Invasive Species uses mixed media to develop a composite understanding of the Cut as a balanced and healthy ecosystem. Field recordings from the Cut, archival media, and personal narratives from interviewees are overlaid in a lush soundscape. This sonic habitat integrates and amplifies all voices of the land, highlights summer as a season of growth, and presents the cyclic awakening that takes place every day in this urban ecosystem. During the performance, the sound is projected toward the 18th Street bridge and used throughout the video projection, mixed reality experience, and gallery exhibition.

This excerpt is a guided walk through of a landscape of foliage that triggers ruminations and bits of stories. In creating the audio, I imagined two people quietly walking together through overgrown plots of land. Between each speaker, a manipulated frog call transports them into a different landscape.

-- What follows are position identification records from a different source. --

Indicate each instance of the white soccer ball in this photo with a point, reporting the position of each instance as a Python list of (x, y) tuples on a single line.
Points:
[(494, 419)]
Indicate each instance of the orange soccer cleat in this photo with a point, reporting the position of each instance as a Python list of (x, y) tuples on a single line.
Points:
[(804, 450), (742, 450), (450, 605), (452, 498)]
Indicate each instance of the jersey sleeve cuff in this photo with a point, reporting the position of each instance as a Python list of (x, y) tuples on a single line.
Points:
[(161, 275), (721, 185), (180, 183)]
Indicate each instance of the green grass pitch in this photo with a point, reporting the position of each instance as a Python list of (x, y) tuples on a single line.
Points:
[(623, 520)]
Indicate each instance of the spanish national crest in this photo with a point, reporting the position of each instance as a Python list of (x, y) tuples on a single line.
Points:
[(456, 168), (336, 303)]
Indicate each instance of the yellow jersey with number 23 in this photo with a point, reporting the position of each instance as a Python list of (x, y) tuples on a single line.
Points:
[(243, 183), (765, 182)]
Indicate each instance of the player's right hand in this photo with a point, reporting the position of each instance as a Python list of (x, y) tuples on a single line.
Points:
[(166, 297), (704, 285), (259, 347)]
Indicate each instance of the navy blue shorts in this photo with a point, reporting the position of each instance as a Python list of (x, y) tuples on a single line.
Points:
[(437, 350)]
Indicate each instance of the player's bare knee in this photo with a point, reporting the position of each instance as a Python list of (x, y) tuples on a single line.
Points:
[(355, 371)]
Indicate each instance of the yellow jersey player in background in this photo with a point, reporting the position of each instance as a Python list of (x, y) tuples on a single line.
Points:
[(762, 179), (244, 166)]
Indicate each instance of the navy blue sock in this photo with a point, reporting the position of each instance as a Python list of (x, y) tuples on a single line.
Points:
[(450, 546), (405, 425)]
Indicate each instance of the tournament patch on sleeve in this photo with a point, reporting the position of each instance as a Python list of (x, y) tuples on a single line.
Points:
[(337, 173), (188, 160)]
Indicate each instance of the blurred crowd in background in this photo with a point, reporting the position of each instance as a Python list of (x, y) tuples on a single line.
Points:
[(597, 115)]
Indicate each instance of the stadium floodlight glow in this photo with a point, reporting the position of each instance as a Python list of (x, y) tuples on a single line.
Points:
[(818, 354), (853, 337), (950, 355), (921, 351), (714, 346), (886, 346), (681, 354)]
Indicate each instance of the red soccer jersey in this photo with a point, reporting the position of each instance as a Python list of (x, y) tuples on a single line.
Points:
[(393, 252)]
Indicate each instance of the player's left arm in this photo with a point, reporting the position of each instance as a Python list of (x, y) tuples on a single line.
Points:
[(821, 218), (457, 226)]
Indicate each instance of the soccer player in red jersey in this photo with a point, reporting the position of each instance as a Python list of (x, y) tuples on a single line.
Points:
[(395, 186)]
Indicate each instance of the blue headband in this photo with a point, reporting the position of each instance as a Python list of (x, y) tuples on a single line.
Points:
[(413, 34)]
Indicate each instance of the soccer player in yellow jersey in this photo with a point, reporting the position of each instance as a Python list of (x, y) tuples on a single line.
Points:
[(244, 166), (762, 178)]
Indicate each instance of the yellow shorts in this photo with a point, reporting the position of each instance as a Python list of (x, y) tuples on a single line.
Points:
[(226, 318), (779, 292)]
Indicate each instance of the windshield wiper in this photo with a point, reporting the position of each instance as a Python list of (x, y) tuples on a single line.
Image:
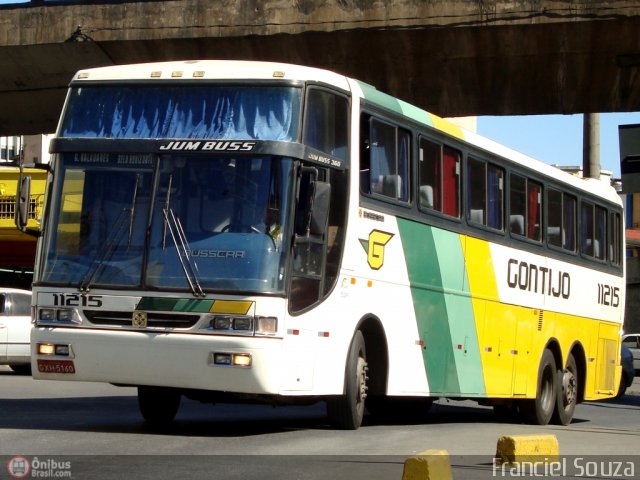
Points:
[(173, 224), (106, 252)]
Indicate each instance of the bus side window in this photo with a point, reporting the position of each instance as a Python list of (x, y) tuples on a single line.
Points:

This composition is a sonic habitat that integrates and amplifies all voices of the land. To create the habitat, I resampled and manipulated recorded interviews and field recordings of flora and fauna through effects processing and used synthesizers to add non-organic sound.

An interactive experience, hosted on the Scavengar mixed reality & AR platform, will interweave research about the plants, root systems, insects, animal life, and urban ecosystems specific to the Cut. The month-long mixed reality experience displays colossal 3D models of hybrid plant species and allows users to cultivate virtual plants.

The Invasive Species performance includes a video projected onto the side of the Community College of Philadelphia's Center for Business and Industry. The video, which is loosely inspired by Octavia Bulter’s science fiction novel Parable of the Sower, follows two protagonists as they navigate a world where plant, animal, and insect perception take precedence. Along the way they encounter kindred spirits who share their migration stories and knowledge about soil rejuvenation and urban cultivation.